Here’s how hard work by Span founder Lyn Levy has paid off tenfold.

Since 1978, Span, Inc., a small Boston non-profit has helped more than 8,000 prisoners rebuild their lives. Now, after earning nearly $2 million in grants this summer, Span will be able to offer 500 to 1,000 released prisoners a path to education, job training, and substance abuse issues during the next three years.

What makes this most unusual is that, because of winning a competitive grant from the U.S. Department of Labor Employment and Training Administration, Span will not only be aiding prisoners after they are released but will actually be able to work with them behind bars for six months prior to their release. “This is major,” said Span founder and executive director Lyn Levy in an interview. “It rounds out big gaps by allowing us to walk a person through a critical transitional period.” This means that many prisoners who come from “high-crime, high-poverty urban neighborhoods” such as Dorchester, Roxbury, Southie, and parts of the South End will be eligible to create a long-term plan for returning to their communities.

Additionally, a second federal grant funded by the Substance Abuse and Mental Health Services Administration will allow Span to pilot another first for the organization, and one sorely needed by prisoners: The organization can now pay for substance abuse treatment programs for eligible men and women after they wrap up their sentences.

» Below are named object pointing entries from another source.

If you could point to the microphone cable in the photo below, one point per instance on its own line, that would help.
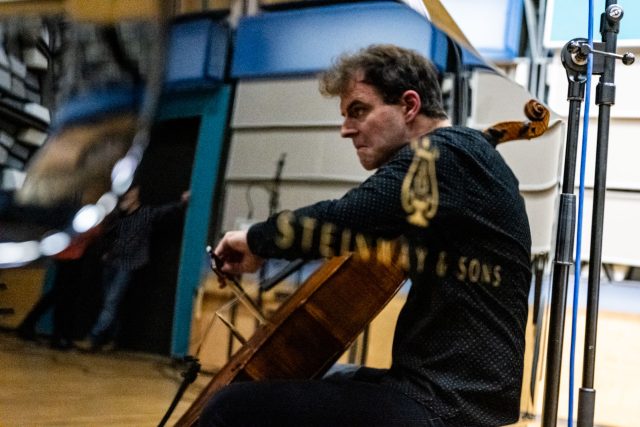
(583, 161)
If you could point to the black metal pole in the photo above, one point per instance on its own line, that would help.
(576, 67)
(605, 98)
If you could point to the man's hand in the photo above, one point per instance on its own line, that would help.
(235, 254)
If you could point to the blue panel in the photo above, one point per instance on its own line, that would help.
(493, 28)
(305, 41)
(213, 107)
(567, 20)
(197, 52)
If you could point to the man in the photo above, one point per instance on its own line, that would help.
(459, 340)
(127, 249)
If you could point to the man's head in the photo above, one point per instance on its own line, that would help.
(388, 95)
(130, 201)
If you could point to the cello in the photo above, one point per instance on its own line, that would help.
(315, 326)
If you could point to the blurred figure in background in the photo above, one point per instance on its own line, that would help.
(125, 251)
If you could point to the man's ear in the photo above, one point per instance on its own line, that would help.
(412, 104)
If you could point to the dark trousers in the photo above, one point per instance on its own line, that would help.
(311, 403)
(61, 297)
(115, 283)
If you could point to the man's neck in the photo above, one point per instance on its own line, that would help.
(424, 125)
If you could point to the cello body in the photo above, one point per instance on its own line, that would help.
(311, 329)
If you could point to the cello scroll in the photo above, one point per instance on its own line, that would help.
(537, 125)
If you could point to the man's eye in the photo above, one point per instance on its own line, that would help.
(357, 112)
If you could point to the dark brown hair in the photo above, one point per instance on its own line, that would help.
(392, 70)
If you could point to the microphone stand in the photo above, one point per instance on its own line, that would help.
(574, 58)
(274, 202)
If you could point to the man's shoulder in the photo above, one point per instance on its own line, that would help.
(457, 135)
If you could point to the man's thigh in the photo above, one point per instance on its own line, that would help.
(314, 403)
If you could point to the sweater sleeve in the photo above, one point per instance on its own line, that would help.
(370, 211)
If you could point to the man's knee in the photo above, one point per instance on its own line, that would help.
(225, 406)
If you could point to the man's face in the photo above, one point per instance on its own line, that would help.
(376, 129)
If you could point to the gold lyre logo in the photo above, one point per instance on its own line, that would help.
(420, 185)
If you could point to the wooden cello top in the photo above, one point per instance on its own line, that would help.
(312, 329)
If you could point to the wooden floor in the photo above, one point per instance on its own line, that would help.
(44, 387)
(40, 386)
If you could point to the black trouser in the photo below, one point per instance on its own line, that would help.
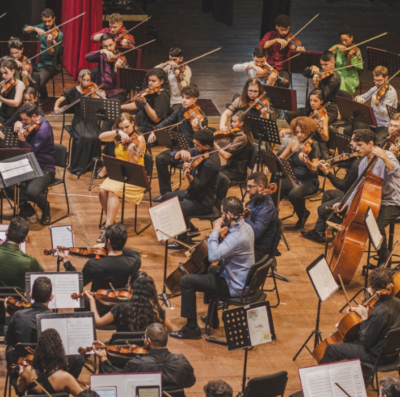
(329, 199)
(46, 73)
(210, 284)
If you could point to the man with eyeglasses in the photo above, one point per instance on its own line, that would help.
(264, 216)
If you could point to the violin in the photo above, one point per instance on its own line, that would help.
(105, 297)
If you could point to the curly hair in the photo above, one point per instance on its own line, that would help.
(49, 352)
(143, 308)
(308, 126)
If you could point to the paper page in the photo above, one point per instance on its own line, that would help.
(324, 283)
(167, 217)
(80, 334)
(259, 329)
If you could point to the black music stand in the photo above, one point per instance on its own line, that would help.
(127, 173)
(356, 112)
(281, 98)
(378, 57)
(103, 110)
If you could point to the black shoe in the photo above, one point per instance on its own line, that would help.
(46, 217)
(313, 235)
(186, 333)
(214, 324)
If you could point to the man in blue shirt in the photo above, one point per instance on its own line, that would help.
(235, 254)
(47, 66)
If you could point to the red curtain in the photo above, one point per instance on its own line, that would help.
(77, 33)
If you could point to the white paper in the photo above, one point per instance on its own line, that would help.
(258, 323)
(324, 283)
(168, 217)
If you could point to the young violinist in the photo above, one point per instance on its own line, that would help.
(277, 46)
(47, 66)
(11, 90)
(115, 268)
(374, 326)
(200, 196)
(84, 131)
(117, 29)
(130, 146)
(350, 79)
(258, 67)
(108, 62)
(189, 126)
(386, 167)
(236, 156)
(263, 217)
(251, 91)
(137, 313)
(48, 368)
(235, 254)
(178, 77)
(153, 105)
(305, 167)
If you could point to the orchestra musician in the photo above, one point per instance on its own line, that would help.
(47, 66)
(386, 167)
(178, 77)
(189, 94)
(333, 196)
(305, 167)
(153, 106)
(11, 90)
(255, 68)
(277, 46)
(350, 79)
(235, 254)
(373, 328)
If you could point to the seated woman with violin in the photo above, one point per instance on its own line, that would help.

The grants will enable individualized release plans as well as provide more depth to Span’s current services, which include Pathways to Employment, a job development program; life skills and living with HIV/AIDS classes; peer support groups; and The Adolph Grant Center, a drop-in facility which supports prisoners’ living with HIV as they adjust to the community.

“We’ll be able to direct clients to many more GED and adult basic education programs and provide them with actual training certificates in programs that will help them get jobs,” Levy said.

Span got its name from the concept of “standing between prison and community,” and that’s exactly what the organization does. Whereas it costs $45,500 a year to finance a prison stay, it has cost on average $4,500 for Span to service a returning prisoner for one year.

Levy, who credits her mother’s activism in the 1930s as a motivation for her work, pioneered prisoner re-entry when she founded Span in 1978 with a two-person staff. The organization has grown to 30 full-time staffers and 30 volunteers. But they don’t just talk the talk: Span’s philosophy is to provide support for prisoners for two years after they exit prison doors. The non-profit also includes former prisoners who have at least two years of successful reintegration in the community among its ranks. Levy said they will need to hire more staff as they expand services into such facilities as Boston Pre-Release Center in Roslindale, Brooke and Coolidge Houses in Boston, McGrath House for women, and South Bay House of Correction to work with men and women, and county, state, and federal returning prisoners.

“With a reasonable education, substance abuse treatment and a marketable skill,” said Levy, echoing the findings of major think tanks like The National Institute of Justice, “prisoners have a better chance of staying out of prison.” And for people who come out of prison with little but the shirt on their back, it’s people like Levy who make the difference.